Hace un tiempo, escribí un artículo para un
diario dé México donde recordaba mi primer acercamiento con Vargas Llosa,
ocurrido unos años después del primer acercamiento auténtico que es el de leer
sus libros. Era entonces un adolescente y caminaba religiosamente a su antigua
casa, en un Malecón barranquino, para atisbar en su biblioteca de cortinas
abiertas y tratar de verlo revisando alguno de sus libros. Yo aún estaba en el
colegio, pero ya quería ser escritor, o más bien un narrador, una persona que contase
historias tan bien como me las contaba Vargas Llosa. Esa cábala, creo yo, marcó
mucho mi relación con mi propia literatura, entonces aún no más de un par de
garabatos, en un sentido más profundo que el de la influencia de estilo.

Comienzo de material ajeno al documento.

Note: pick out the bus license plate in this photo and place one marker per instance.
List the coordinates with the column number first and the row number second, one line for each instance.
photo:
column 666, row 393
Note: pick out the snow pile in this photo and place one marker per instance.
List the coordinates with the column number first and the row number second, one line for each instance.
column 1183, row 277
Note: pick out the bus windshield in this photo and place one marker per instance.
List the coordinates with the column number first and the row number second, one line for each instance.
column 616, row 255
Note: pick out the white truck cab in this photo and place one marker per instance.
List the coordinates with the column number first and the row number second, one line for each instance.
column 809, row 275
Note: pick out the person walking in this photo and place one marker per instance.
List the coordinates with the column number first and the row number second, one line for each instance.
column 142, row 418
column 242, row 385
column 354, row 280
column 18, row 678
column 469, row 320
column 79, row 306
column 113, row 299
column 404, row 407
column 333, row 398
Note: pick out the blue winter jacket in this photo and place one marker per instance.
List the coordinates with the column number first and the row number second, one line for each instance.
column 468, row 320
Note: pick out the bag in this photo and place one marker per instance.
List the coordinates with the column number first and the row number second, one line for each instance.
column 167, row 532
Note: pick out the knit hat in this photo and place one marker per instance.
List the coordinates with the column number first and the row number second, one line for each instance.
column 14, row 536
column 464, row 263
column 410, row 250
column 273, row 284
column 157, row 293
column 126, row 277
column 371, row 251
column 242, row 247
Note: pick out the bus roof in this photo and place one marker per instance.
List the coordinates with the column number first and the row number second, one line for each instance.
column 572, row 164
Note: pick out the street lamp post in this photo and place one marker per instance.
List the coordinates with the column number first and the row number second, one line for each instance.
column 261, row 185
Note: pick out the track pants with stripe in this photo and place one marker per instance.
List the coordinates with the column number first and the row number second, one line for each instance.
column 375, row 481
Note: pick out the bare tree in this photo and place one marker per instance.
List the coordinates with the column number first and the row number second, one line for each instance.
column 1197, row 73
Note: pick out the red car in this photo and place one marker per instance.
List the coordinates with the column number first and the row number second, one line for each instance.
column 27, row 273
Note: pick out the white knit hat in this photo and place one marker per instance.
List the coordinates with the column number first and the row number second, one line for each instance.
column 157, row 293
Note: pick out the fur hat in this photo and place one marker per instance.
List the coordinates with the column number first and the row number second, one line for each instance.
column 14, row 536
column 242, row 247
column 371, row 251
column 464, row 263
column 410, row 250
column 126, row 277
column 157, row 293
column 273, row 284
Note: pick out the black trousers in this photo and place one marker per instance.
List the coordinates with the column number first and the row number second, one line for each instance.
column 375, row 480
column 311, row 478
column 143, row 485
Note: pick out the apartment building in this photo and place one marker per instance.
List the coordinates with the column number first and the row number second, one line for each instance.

A
partir de admirar a Vargas Llosa, descubrí que el oficio literario, capaz de
crear mundos inverosímiles, se conseguía sólo a través del esfuerzo y el rigor
absoluto, del esbozo de una arquitectura y el trabajo paciente de un obrero. Y
es que el verdadero talento es insistir.
Con la misma paciencia y constancia con que me
acercaba al Malecón, y con las mismas expectativas de verlo aparecer, me
acercaba también a mis cuentos y arranques de novela con ganas de que asome el
talento que confirme que vale la pena escribir. Y aunque Vargas Liosa nunca
apareció como una sombra detrás de las cortinas para darme el consejo; el
consejo ya estaba dado en su presencia invisible y la rutina del viaje hasta el
Malecón. Insiste, me dijo esa sombra. Y yo, desde entonces, y espero que para
siempre, insisto.
(Publicado
en EL DOMINICAL de El Comercio, Lima, 07 de mayo 2000).